On Wednesday 09 June 2010, Dominique Hazael-Massieux wrote:
> Hi Ville,

Hi,

> While investigating the source of the report of validator timeout (à la
> [1]), I found your bug report to the XML-libxml maintainers:
> https://rt.cpan.org/Public/Bug/Display.html?id=56671
> which I gather hasn't seen much progress in the past two months.

You're unfortunately right; not even an ack from the maintainer has been 
received.

> * is there an open bug matching this problem in our own bugzilla? I had
> a quick look and didn't find one, but it might be hidden into another
> bug report; if you think there is none, I'll create one

I don't remember if there's a bug report about this in Bugzilla.  But there is 
at least this: http://lists.w3.org/Archives/Public/www-
validator/2010Mar/0019.html

Caution: the following is based on what I remember of the issue, unfortunately 
it's been a while since I've had time to work on the validator or really even 
follow the list, so it might not be completely accurate.

Whenever there's a parse error, XML::LibXML gives us a chain of errors.  This 
chain is initially pointed at the last one in the chain, which often does not 
convey much at all about the actual problem.  We need to iterate the chain 
using $error->_prev() to get to the start of the chain where usually the 
actual error causing the rest of the chained ones is at.

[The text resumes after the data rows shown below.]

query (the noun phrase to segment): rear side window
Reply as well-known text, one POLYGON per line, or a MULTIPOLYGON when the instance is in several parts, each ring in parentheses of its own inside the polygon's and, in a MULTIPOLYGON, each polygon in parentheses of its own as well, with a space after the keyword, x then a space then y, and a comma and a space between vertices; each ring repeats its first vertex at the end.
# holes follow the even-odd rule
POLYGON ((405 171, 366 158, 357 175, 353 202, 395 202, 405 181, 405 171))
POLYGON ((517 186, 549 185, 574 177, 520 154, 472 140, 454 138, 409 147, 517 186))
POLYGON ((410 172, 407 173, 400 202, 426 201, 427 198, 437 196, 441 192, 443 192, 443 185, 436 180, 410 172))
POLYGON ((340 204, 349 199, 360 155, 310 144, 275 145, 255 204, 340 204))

Now, version 1.69 of XML::LibXML fails to provide the entire chain (I don't 
remember if it's always or only in some cases) and we get only the "tail" of 
it which leads to very confusing error messages like in the above mailing list 
message.

Version 1.70 on the other hand does provide the chain, but there are some 
cases that trigger extreme slowness (I gather) at the time it internally 
constructs the chain.

A lot of these errors in practical validator use are due to undefined 
entities, because we don't let XML::LibXML to fetch external entities.  We 
don't let it do that because letting it do so would cause a lot of entity/DTD 
fetching, and a potential security issue.  We could tell it to use XML 
catalogs [0] to get around the first problem; that works and works around the 
slowness issue in the most usual cases, but after that there's still the 
security issue to tackle: XML::LibXML does not have an easy to use option that 
we could use to "jail" it into a specific dir or set of dirs which means it 
could be tricked to load things it shouldn't as external entities [1] [2].

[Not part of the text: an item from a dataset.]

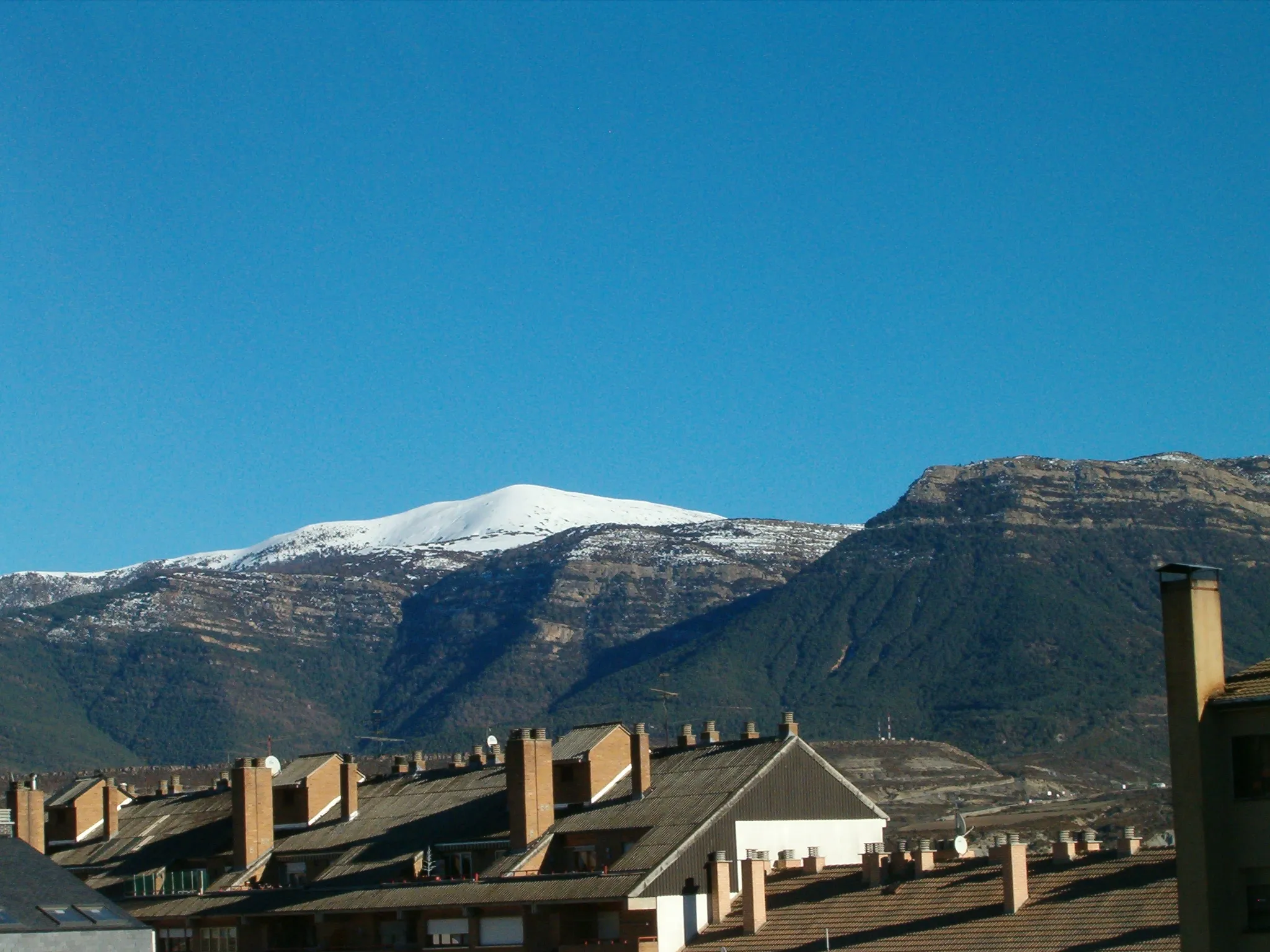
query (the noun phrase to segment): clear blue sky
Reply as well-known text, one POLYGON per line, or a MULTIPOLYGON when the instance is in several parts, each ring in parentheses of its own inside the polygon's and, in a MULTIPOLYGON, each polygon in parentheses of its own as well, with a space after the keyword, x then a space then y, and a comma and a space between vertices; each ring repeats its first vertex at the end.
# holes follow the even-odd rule
POLYGON ((0 571, 1270 452, 1270 8, 0 6, 0 571))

I've tried to use the things XML::LibXML provides for this purpose, and tried 
various ways to avoid entity expansion and/or to get errors resulting from it 
to be ignored, but my experiments have failed.  Unfortunately the exact 
details about the reasons for the failures escape me at the moment and I don't 
seem to have any code from these experiments hanging around that I could check 
:(

> * is this a bug new in 1.70?

I hope the above clarifies this part.

> if so, do you know if reverting to 1.69 is
> an option (i.e. do we rely on APIs that are specific to 1.70?)

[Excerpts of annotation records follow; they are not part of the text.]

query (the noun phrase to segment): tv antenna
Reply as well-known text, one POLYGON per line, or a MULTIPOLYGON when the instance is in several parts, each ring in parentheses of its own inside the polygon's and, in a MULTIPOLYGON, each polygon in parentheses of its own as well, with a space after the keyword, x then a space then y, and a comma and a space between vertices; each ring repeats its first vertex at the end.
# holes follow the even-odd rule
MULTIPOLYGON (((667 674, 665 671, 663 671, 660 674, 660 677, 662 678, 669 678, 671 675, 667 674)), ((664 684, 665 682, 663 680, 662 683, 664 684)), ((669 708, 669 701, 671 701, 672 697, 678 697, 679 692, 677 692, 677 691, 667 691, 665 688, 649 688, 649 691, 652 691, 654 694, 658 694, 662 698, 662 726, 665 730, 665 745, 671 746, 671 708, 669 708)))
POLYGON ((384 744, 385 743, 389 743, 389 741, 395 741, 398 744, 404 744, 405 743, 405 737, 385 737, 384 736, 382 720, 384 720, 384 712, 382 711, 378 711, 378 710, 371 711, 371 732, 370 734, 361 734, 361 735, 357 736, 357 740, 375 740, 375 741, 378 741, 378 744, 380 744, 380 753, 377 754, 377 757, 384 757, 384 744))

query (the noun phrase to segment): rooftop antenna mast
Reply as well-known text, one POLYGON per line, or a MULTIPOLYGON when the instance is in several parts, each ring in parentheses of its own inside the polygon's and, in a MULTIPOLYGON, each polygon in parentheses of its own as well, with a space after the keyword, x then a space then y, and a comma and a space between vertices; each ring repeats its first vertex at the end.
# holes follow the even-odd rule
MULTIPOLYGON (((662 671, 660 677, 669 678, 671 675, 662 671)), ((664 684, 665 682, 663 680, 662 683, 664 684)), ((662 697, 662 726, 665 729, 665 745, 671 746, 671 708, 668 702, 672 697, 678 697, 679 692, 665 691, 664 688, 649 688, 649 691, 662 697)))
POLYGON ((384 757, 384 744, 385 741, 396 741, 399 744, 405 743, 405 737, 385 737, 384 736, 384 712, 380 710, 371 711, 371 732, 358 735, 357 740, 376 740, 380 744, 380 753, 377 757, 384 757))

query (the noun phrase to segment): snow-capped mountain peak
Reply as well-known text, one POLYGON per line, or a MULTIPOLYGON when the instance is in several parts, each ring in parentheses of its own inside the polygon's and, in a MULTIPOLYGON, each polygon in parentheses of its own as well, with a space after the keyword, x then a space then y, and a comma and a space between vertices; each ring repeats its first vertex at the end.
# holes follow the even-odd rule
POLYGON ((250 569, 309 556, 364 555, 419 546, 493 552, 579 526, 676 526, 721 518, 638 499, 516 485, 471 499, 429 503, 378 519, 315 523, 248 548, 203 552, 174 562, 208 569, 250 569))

If I remember correctly, version 0.8.6 would work with 1.69 (with the above 
caveats about 1.69).  Changes made to the CVS version after the 0.8.6 release 
(validator-0_8_6-release tag in CVS) however require version 1.70.

I don't have a good solution to this problem to offer right now.  Reverting to 
1.69 should fix the slowness, but then again it would cause other problems as 
outlined above; depending on how severe they are an alternative to consider 
could be to just disable the XML well-formedness checks altogether for now.  
There were also XML::LibXML "developer" versions 1.69_1 and 1.69_2 between 
1.69 and 1.70, but I don't remember trying those out myself so I can't say 
much at all about them.

I'll eventually get to revisiting the entity expansion/jailing things with 
XML::LibXML and perhaps even trying out another XML parser, but unfortunately 
I cannot at the moment promise when that would be.

[0] I did a quick hack that generates one from the SGML open catalog we 
currently have, see misc/soc2xml.pl in CVS.
[1] 
http://searchsecuritychannel.techtarget.com/generic/0,295582,sid97_gci1304703,00.htm
[2] http://www.securiteam.com/securitynews/6D0100A5PU.html

Received on Wednesday, 9 June 2010 18:50:15 UTC